I have a large text document that includes accented characters like æøåáäĺćçčéđńőöřůýţžš. I am trying to remove all unicode characters between 0 and 96 with the intention of leaving behind these characters only so I can make sure that when I process text like these that I know what special characters I need to be able to handle.

This regular expression I would expect to work but the accented letters are still removed. I presume it’s using unicode hex code rather than number?

[\u0001-\u0096,-]

I don’t see a n++ character class that would work either.

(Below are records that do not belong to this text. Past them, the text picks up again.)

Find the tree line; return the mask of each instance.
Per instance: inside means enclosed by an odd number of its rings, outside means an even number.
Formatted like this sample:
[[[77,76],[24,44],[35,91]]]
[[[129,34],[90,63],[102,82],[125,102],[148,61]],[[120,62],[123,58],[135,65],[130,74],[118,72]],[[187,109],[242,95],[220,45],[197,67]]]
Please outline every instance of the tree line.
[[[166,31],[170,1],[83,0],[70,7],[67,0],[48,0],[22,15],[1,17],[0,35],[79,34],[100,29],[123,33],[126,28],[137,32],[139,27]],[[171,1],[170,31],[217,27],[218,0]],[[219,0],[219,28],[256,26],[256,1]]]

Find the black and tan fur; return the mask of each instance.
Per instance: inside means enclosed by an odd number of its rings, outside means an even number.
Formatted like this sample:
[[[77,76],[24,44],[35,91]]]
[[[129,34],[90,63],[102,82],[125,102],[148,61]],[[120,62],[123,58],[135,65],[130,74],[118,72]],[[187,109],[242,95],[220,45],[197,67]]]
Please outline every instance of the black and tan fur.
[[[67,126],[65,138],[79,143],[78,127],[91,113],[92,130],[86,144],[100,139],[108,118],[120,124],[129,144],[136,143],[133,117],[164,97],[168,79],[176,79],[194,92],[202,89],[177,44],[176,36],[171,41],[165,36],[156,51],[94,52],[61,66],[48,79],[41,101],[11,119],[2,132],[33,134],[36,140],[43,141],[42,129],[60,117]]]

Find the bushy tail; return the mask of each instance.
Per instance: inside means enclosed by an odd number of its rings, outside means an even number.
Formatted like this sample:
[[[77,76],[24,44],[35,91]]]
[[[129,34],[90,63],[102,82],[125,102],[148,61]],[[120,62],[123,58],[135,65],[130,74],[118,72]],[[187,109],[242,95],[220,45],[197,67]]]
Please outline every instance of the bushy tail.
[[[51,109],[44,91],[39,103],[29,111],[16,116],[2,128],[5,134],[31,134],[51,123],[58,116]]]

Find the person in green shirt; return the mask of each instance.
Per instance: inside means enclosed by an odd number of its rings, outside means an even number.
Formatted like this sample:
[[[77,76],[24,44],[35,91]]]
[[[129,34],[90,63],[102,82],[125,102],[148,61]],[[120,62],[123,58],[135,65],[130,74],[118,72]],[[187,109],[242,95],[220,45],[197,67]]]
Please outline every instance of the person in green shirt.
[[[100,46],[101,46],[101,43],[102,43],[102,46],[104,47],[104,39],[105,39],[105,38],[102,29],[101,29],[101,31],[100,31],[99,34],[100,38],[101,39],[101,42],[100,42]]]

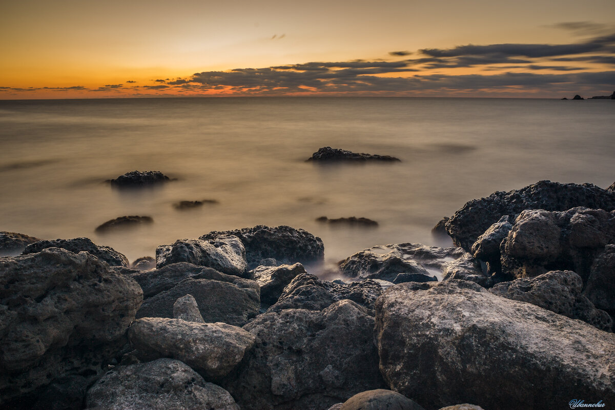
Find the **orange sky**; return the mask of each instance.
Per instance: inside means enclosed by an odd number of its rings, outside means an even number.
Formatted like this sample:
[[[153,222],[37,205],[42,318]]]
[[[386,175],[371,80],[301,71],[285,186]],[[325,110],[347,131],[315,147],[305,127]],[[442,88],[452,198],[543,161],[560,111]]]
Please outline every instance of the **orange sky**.
[[[9,0],[0,99],[610,94],[614,33],[613,0]]]

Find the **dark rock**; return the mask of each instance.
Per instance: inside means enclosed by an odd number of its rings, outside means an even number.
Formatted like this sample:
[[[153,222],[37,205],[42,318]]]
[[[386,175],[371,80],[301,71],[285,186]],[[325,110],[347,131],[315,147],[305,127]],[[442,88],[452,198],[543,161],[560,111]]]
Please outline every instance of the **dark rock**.
[[[86,252],[0,259],[0,407],[58,377],[96,374],[125,343],[138,285]]]
[[[241,328],[226,323],[151,317],[132,322],[128,338],[147,358],[181,360],[210,380],[228,374],[256,340]]]
[[[355,394],[339,410],[425,410],[395,392],[378,388]]]
[[[613,320],[581,294],[583,282],[571,270],[554,270],[535,278],[496,285],[490,291],[507,299],[527,302],[601,330],[613,331]]]
[[[322,310],[344,299],[373,309],[376,299],[382,292],[380,284],[371,279],[338,283],[319,279],[315,275],[301,274],[284,288],[277,302],[269,311],[288,309]]]
[[[245,246],[245,257],[249,269],[258,266],[264,259],[274,258],[279,262],[304,265],[322,262],[325,258],[322,240],[303,229],[290,226],[270,227],[258,225],[225,232],[210,232],[202,240],[220,235],[233,235]]]
[[[326,409],[380,388],[373,325],[351,301],[260,315],[244,326],[257,337],[253,349],[221,385],[242,410]]]
[[[137,187],[160,184],[170,181],[159,171],[131,171],[120,175],[115,179],[109,179],[111,185],[118,187]]]
[[[228,275],[247,277],[245,249],[232,235],[218,235],[208,239],[180,239],[156,250],[156,267],[178,262],[207,266]]]
[[[259,266],[253,270],[255,280],[261,286],[261,302],[272,305],[279,299],[284,288],[300,274],[305,274],[300,263],[280,266]]]
[[[356,218],[351,216],[350,218],[338,218],[336,219],[329,219],[327,216],[321,216],[316,218],[316,222],[328,223],[330,225],[349,225],[351,226],[370,226],[375,227],[378,226],[378,223],[367,218]]]
[[[317,151],[312,154],[312,156],[308,159],[308,161],[399,161],[399,158],[390,157],[387,155],[373,155],[371,154],[363,154],[363,152],[357,154],[346,149],[339,149],[331,148],[331,147],[323,147],[319,149]]]
[[[97,246],[87,238],[39,241],[26,246],[22,254],[36,253],[47,248],[62,248],[74,253],[85,251],[111,266],[128,266],[128,259],[123,254],[113,248]]]
[[[228,392],[166,358],[116,367],[88,390],[86,403],[105,410],[239,410]]]
[[[173,317],[173,305],[187,294],[194,297],[203,320],[242,326],[260,309],[258,284],[234,277],[235,280],[184,279],[169,290],[145,299],[137,318]]]
[[[97,234],[104,234],[115,229],[132,228],[151,223],[154,223],[154,219],[151,216],[138,216],[137,215],[120,216],[99,225],[94,231]]]
[[[478,237],[504,215],[510,215],[512,221],[525,210],[567,211],[576,207],[612,211],[615,210],[615,193],[592,184],[541,181],[521,189],[499,191],[470,201],[446,223],[446,231],[455,245],[469,252]]]
[[[460,280],[402,283],[376,304],[380,370],[427,409],[615,401],[615,334]]]

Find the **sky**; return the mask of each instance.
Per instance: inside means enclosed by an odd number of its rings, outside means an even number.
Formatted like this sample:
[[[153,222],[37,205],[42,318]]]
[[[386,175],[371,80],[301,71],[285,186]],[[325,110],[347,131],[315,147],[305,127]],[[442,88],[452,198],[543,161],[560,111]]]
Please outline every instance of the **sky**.
[[[0,100],[614,90],[614,0],[0,0]]]

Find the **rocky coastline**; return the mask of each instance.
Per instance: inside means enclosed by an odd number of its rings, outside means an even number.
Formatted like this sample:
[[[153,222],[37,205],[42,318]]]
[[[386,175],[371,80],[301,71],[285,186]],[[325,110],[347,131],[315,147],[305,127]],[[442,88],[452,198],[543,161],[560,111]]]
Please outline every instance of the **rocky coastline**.
[[[148,175],[130,183],[169,180]],[[613,186],[494,192],[437,223],[454,247],[375,244],[332,282],[310,273],[320,239],[290,226],[132,264],[0,232],[23,249],[0,258],[0,408],[609,408]]]

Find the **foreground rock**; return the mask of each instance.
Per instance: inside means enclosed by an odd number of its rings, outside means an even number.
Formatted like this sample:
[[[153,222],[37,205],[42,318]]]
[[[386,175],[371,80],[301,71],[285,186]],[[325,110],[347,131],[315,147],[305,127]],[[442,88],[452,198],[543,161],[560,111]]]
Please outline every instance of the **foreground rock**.
[[[56,378],[101,373],[143,297],[98,258],[57,248],[0,259],[0,406],[34,400]]]
[[[87,238],[39,241],[26,246],[22,254],[36,253],[47,248],[62,248],[75,253],[85,251],[111,266],[128,266],[128,259],[123,254],[113,248],[97,246]]]
[[[478,237],[504,215],[509,215],[512,221],[525,210],[567,211],[576,207],[612,211],[615,210],[615,192],[592,184],[541,181],[521,189],[498,191],[469,202],[446,222],[446,231],[455,245],[469,252]]]
[[[200,237],[208,240],[220,235],[232,235],[245,247],[245,258],[249,269],[253,269],[263,259],[275,259],[279,263],[309,264],[322,262],[325,257],[322,240],[303,229],[290,226],[271,227],[258,225],[225,232],[210,232]]]
[[[260,315],[244,326],[254,349],[221,385],[242,410],[327,409],[380,388],[373,323],[350,301]]]
[[[137,319],[128,329],[128,338],[142,357],[181,360],[210,380],[228,374],[256,340],[241,328],[226,323],[161,318]]]
[[[376,312],[384,379],[426,408],[615,401],[615,335],[587,323],[454,280],[391,286]]]
[[[169,181],[170,179],[159,171],[131,171],[108,182],[113,186],[129,188],[156,185]]]
[[[581,294],[583,282],[571,270],[554,270],[535,278],[496,285],[490,291],[507,299],[527,302],[572,319],[579,319],[606,331],[613,331],[613,320]]]
[[[390,157],[387,155],[373,155],[371,154],[364,154],[363,152],[356,153],[346,149],[339,149],[331,148],[331,147],[323,147],[319,149],[317,151],[312,154],[312,156],[308,159],[308,161],[354,161],[363,162],[364,161],[399,161],[399,158]]]
[[[137,215],[120,216],[98,225],[94,231],[97,234],[105,234],[115,229],[132,228],[152,223],[154,223],[154,219],[151,216],[138,216]]]
[[[178,262],[208,266],[228,275],[246,277],[245,249],[232,235],[218,235],[209,239],[181,239],[156,250],[156,267]]]
[[[86,402],[109,410],[239,410],[228,392],[172,359],[116,368],[92,387]]]

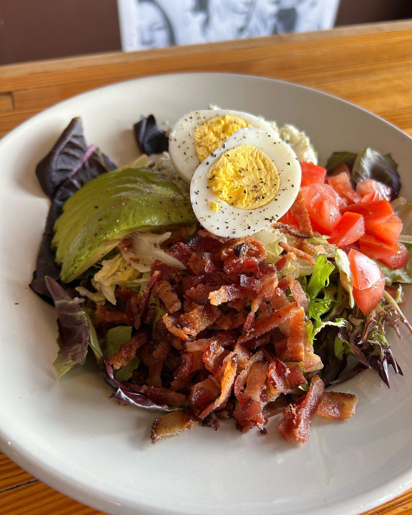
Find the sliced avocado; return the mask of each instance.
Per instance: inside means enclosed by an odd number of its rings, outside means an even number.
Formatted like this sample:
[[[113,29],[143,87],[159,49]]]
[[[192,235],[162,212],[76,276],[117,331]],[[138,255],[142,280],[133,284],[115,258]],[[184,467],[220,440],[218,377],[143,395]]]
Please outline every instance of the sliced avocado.
[[[53,242],[65,283],[138,231],[195,220],[190,201],[176,184],[161,173],[142,167],[100,176],[69,200],[56,222]]]

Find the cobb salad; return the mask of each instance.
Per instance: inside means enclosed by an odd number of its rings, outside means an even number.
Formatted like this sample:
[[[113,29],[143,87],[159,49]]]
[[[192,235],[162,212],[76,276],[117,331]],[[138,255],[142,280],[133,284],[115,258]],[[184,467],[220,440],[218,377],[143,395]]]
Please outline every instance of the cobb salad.
[[[57,312],[59,379],[90,348],[112,398],[165,412],[153,443],[281,413],[304,442],[315,414],[354,414],[325,387],[402,374],[386,332],[412,333],[412,204],[390,154],[320,166],[294,126],[216,107],[133,129],[118,168],[74,118],[36,168],[52,204],[30,285]]]

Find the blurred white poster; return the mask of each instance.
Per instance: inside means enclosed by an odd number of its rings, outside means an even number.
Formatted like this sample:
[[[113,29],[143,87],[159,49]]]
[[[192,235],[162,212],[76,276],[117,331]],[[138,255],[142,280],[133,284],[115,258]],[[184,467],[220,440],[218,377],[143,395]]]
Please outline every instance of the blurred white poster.
[[[339,0],[117,0],[125,52],[333,26]]]

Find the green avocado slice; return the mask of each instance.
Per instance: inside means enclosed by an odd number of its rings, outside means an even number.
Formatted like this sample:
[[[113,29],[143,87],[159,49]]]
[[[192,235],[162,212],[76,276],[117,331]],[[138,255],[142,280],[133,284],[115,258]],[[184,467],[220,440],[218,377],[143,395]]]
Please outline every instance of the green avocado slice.
[[[143,167],[100,176],[69,200],[56,221],[53,243],[64,283],[138,231],[196,220],[190,201],[176,184],[161,172]]]

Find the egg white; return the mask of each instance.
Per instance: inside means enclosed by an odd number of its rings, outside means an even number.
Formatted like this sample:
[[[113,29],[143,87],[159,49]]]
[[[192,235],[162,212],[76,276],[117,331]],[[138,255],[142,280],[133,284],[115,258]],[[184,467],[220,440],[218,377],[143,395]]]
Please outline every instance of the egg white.
[[[208,187],[208,174],[224,152],[248,144],[272,161],[279,174],[279,189],[276,197],[266,205],[239,209],[221,200]],[[197,167],[191,182],[191,201],[198,220],[210,232],[224,237],[250,236],[273,224],[287,211],[298,195],[301,177],[300,165],[295,152],[278,136],[271,131],[241,129]],[[217,203],[217,212],[211,209],[212,202]]]
[[[238,116],[256,129],[276,133],[267,122],[240,111],[215,109],[187,113],[178,120],[169,135],[170,160],[179,175],[186,182],[190,182],[195,170],[200,164],[194,139],[196,127],[205,120],[225,115]]]

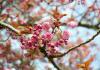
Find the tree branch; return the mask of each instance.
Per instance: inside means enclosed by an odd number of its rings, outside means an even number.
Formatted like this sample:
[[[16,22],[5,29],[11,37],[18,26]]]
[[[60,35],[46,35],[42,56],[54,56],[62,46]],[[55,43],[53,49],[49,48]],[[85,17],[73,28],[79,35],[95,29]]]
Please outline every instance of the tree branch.
[[[98,24],[100,24],[100,23],[98,23]],[[79,22],[78,26],[89,28],[89,29],[94,29],[94,30],[100,29],[99,25],[82,24],[81,22]]]
[[[46,50],[45,50],[45,46],[40,47],[40,51],[48,58],[48,60],[53,64],[53,66],[57,69],[57,70],[61,70],[56,63],[53,61],[53,58],[48,56]]]
[[[100,29],[98,30],[98,32],[97,32],[95,35],[93,35],[92,38],[88,39],[87,41],[85,41],[85,42],[83,42],[83,43],[81,43],[81,44],[79,44],[79,45],[77,45],[77,46],[75,46],[75,47],[70,48],[67,52],[65,52],[65,53],[63,53],[63,54],[61,54],[61,55],[50,56],[50,57],[52,57],[52,58],[63,57],[63,56],[65,56],[66,54],[70,53],[71,51],[76,50],[77,48],[81,47],[82,45],[91,42],[91,41],[94,40],[95,37],[98,36],[99,34],[100,34]]]
[[[5,27],[7,27],[7,28],[13,30],[14,32],[16,32],[17,34],[20,35],[20,31],[17,30],[16,28],[14,28],[13,26],[11,26],[11,25],[9,25],[9,24],[7,24],[7,23],[4,23],[3,21],[0,21],[0,25],[5,26]]]

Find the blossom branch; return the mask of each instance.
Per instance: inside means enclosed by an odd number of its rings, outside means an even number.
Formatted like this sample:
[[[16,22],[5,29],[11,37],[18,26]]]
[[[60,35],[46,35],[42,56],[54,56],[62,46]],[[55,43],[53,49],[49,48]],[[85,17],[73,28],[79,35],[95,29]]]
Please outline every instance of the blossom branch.
[[[53,61],[53,58],[48,56],[46,50],[45,50],[45,46],[40,47],[40,51],[45,55],[45,57],[48,58],[48,60],[53,64],[53,66],[57,69],[60,70],[60,68],[56,65],[56,63]]]
[[[13,26],[11,26],[10,24],[7,24],[7,23],[4,23],[4,22],[0,21],[0,25],[5,26],[5,27],[13,30],[14,32],[16,32],[20,35],[20,31],[17,30],[16,28],[14,28]]]
[[[70,48],[67,52],[65,52],[65,53],[63,53],[63,54],[61,54],[61,55],[50,56],[50,57],[52,57],[52,58],[63,57],[63,56],[65,56],[66,54],[70,53],[71,51],[76,50],[77,48],[81,47],[82,45],[91,42],[91,41],[94,40],[95,37],[97,37],[99,34],[100,34],[100,29],[98,30],[98,32],[97,32],[95,35],[93,35],[92,38],[88,39],[87,41],[85,41],[85,42],[83,42],[83,43],[81,43],[81,44],[79,44],[79,45],[77,45],[77,46],[75,46],[75,47]]]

Any sugestions?

PeterJones

@Dan-Wier

As the manual says, \u#### notation is for Extended Search Notation, not regular expression match by character code notation. Extended search does not have range notation. Make sure you use it in the right situation.

In regular expression, you use \x{####} for four-nibble unicode characters.
[\x{0001}-\x{0096}] will match from 'START OF HEADING' (U+0001) to 'START OF GUARDED AREA' (U+0096) … an odd range to pick for your stated goals, but whatever makes you happy on that.

And, BTW, the ,- is useless, since comma and hyphen are already in that Unicode range.

With regular expression mode and regular expression syntax, it matches the right characters.

Dan Wier

@PeterJones Thank you so much for not only the answer but explaining the difference notation. I may need to adjust my range but it felt like a good place to start to see what I get back from these documents.